Akşam üzeri Muneveri Xala yemek işine koyuldu. Bizde Şerifena ile sohbete daldık. ’Burada kalsan olmazmı?’ diyordu. Bir an bana çocukluğumuzda tuttuğumuz map’azuleleri (ateşböceklerini) hatırlattı. ’En çok sen kovalardın ateşböceklerini ‘ diye takıldı bana. Yolun kenarında duran çıt aynısıydı hala. Yıllanmıştı. Bu çitlerin dibinde gelin kaynana oyunlarını oynar saçımızı başımızı yolardık. Birde Şerifena’nin eksalefesi Hacer katıldımı aramıza, Muxudoni köyün  en güzel mezrası olurdu. Okulumuz ayrıydı Şerifena ile. O Xokvati ilkokuluna ben Xalikana ilkokuluna giderdik. Yanlız Hacer Xalikana ‘ya gelirdi. Hemde Muxudoni’den yürüyerek...

Muxudoni yolu üzerinde bir köprü vardı. Köprü başındaki orman Didinana’nın koruluğuydu. Bir gün dusxu(ıhlamur) toplarken Didinana ağaçtan düşüp bayılmıştı. İlkokul çocuğuydum. Yanımızda başka kimse yoktu. O kadar çok korkmuştumki.. Bir süre sonra ayılıp kalkmıştı. Dere suyuyla yüzünü yıkayıp ’korktunmu’ diye sormuştu. Her Muxudoniye gidişimde Didinana’nın bayılmasını hatırlarım. Aynı ürperme içimde belirir.

Akşam yemeğinde lahana ezmesi vardı, her zamanki gibi. Muneveri Xala laz yemeklerini sevgiyle pişirmiş olacak çok güzel yapardı. En tanınmış yemeği pancari(pazı kavurma) idi. Acılı turşusu eksik olmazdı. Çoluk çocuk doluştuk sininin etrafına. Küpten meyaperi (kaymak) de çıkarmıştı. Uzak ülkeler beni çekerken düşünceliydim, en çok laz yemeklerini arayacağım.

Muneveri Xala da Almanya yolculuğuna sıcak bakmıyor. Babama kızıyorlar beni yanlız başına gönderiyor diye. Birde öğrenci olaylarını düşünüyorlar. Bana bir şey demiyorlar ama içten içe beni fazlasıyla haylaz buluyorlar.

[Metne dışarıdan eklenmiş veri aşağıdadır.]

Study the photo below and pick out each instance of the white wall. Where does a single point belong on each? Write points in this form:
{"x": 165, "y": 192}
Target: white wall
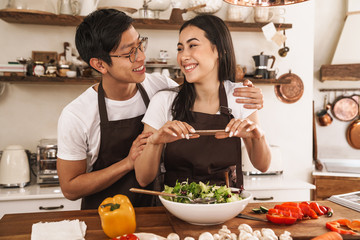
{"x": 329, "y": 21}
{"x": 29, "y": 112}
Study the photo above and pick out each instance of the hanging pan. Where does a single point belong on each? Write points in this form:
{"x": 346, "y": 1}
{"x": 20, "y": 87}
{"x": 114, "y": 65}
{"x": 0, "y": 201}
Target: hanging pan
{"x": 292, "y": 92}
{"x": 353, "y": 131}
{"x": 345, "y": 108}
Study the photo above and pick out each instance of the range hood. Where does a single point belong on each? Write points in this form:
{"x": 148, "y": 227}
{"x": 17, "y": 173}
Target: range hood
{"x": 345, "y": 64}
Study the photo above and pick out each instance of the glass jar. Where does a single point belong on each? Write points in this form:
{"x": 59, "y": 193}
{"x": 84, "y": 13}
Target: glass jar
{"x": 39, "y": 68}
{"x": 63, "y": 68}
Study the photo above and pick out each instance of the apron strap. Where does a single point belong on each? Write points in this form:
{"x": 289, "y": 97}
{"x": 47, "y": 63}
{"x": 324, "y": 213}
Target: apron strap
{"x": 144, "y": 95}
{"x": 224, "y": 109}
{"x": 102, "y": 105}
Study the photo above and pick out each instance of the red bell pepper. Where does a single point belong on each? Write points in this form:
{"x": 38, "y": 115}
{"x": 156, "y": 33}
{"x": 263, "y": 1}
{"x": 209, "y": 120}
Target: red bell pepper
{"x": 279, "y": 219}
{"x": 328, "y": 211}
{"x": 307, "y": 211}
{"x": 295, "y": 210}
{"x": 273, "y": 211}
{"x": 335, "y": 226}
{"x": 315, "y": 206}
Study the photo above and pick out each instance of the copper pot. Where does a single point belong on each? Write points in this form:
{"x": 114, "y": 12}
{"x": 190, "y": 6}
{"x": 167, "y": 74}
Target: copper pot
{"x": 323, "y": 116}
{"x": 345, "y": 108}
{"x": 353, "y": 130}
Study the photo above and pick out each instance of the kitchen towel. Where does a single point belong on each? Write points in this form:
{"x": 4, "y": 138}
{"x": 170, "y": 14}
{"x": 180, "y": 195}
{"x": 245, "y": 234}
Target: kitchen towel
{"x": 66, "y": 229}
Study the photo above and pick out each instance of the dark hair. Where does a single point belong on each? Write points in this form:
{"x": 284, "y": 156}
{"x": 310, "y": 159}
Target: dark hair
{"x": 219, "y": 35}
{"x": 100, "y": 33}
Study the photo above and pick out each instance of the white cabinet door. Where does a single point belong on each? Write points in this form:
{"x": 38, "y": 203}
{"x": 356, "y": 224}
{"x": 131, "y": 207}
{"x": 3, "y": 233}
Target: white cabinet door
{"x": 283, "y": 195}
{"x": 38, "y": 205}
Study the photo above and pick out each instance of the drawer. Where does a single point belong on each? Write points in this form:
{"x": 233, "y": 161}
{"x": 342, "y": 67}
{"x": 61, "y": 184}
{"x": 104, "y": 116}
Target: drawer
{"x": 283, "y": 195}
{"x": 38, "y": 205}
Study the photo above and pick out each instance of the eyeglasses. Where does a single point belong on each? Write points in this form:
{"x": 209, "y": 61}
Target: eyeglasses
{"x": 132, "y": 55}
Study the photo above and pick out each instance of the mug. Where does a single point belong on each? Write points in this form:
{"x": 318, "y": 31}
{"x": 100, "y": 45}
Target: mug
{"x": 263, "y": 14}
{"x": 278, "y": 14}
{"x": 238, "y": 13}
{"x": 272, "y": 73}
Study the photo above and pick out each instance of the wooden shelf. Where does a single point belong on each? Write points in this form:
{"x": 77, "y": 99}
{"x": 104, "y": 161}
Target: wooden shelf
{"x": 83, "y": 80}
{"x": 341, "y": 72}
{"x": 50, "y": 80}
{"x": 47, "y": 18}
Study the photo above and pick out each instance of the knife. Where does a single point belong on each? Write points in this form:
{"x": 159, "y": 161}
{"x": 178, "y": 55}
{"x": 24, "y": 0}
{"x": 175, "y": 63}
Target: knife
{"x": 240, "y": 215}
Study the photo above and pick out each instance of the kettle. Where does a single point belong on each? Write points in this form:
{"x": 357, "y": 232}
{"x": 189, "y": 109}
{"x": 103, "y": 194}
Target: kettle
{"x": 261, "y": 62}
{"x": 14, "y": 167}
{"x": 88, "y": 6}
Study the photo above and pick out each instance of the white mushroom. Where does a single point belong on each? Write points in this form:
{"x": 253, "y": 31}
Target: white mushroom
{"x": 233, "y": 236}
{"x": 173, "y": 236}
{"x": 245, "y": 227}
{"x": 189, "y": 238}
{"x": 285, "y": 236}
{"x": 244, "y": 235}
{"x": 224, "y": 230}
{"x": 206, "y": 236}
{"x": 257, "y": 233}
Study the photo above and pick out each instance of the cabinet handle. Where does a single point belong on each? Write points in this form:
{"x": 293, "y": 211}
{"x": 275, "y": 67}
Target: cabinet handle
{"x": 51, "y": 208}
{"x": 263, "y": 199}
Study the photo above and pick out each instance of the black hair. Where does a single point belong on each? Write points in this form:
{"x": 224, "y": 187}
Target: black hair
{"x": 100, "y": 33}
{"x": 219, "y": 35}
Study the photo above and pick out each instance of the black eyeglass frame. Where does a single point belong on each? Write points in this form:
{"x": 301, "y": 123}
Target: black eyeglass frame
{"x": 134, "y": 51}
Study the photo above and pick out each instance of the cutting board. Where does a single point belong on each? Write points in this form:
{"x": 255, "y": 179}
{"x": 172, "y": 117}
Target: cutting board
{"x": 305, "y": 229}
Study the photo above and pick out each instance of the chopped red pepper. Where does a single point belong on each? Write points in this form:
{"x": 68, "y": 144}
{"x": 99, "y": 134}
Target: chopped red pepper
{"x": 328, "y": 211}
{"x": 315, "y": 206}
{"x": 273, "y": 211}
{"x": 296, "y": 210}
{"x": 279, "y": 219}
{"x": 307, "y": 211}
{"x": 335, "y": 226}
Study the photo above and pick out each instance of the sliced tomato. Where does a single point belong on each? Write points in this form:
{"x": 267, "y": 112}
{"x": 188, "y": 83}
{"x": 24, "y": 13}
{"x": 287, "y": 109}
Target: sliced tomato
{"x": 315, "y": 206}
{"x": 335, "y": 226}
{"x": 354, "y": 225}
{"x": 296, "y": 210}
{"x": 307, "y": 211}
{"x": 278, "y": 219}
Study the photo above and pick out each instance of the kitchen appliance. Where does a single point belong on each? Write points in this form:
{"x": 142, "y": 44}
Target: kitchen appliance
{"x": 46, "y": 162}
{"x": 276, "y": 166}
{"x": 14, "y": 167}
{"x": 261, "y": 62}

O akşam son kez Muxudoni’de geceledim. Bir daha gelene kadar kim bilir kaç yıl geçer, ve bu ev ayakta kalabilirmi diye düşündüm. Şerifena ile son kez geceledim Muxudoni’de. Sabaha karşı uyumuşuz. Çocuklaştık iki kuzen. ’Eça beroba şk’uni’ ( ah gidi çocukluğumuz).Muxudoni’den ayrılmak ayrı bir aci verdi bana. Bu mezrada Didinan’nın evi yoktu. Ama Muneveri xala’nın evi bizim evimiz sayılırdı.

Ertesi gün Muxudoni’den hızla indim. Muxudoniruba’ dan geçerken Didinana’nın düştüğü dusxuyu aradım. Bir süre ara verdim yürümeğe. Dereye indim, ellerimle dokundum suya. Sonbahar havasında soğuktu. Taşlara çarpa çarapa inen suya daldı gözlerim. Bir an Almanya’ya gitmekten vaz geçmek istedim. Didinana’nın yanında kalmalıyım dedim. Yine uzaklar çekiyordu beni. Okumalıydım. Üniversitelerimiz kapalıyken bu ancak yurt dışında mümkün olabilirdi. Babama hem minnettardım beni gönderiyor diye, hemde içten içe kızıyordum’. Keşke göndermeselerdi beni ‘diyordum. Birinin gitmemi engellemesini istiyordum.

Nez’epeşk’alayı geçerken bir mola verdim. Bayramların şenliğe dönüştüğü bir alandı. Öyle alan dediğime bakmayın, avuç içi kaadar biryerdi. Xalik’ana okulu hala çocuklarını yetiştiriyordu.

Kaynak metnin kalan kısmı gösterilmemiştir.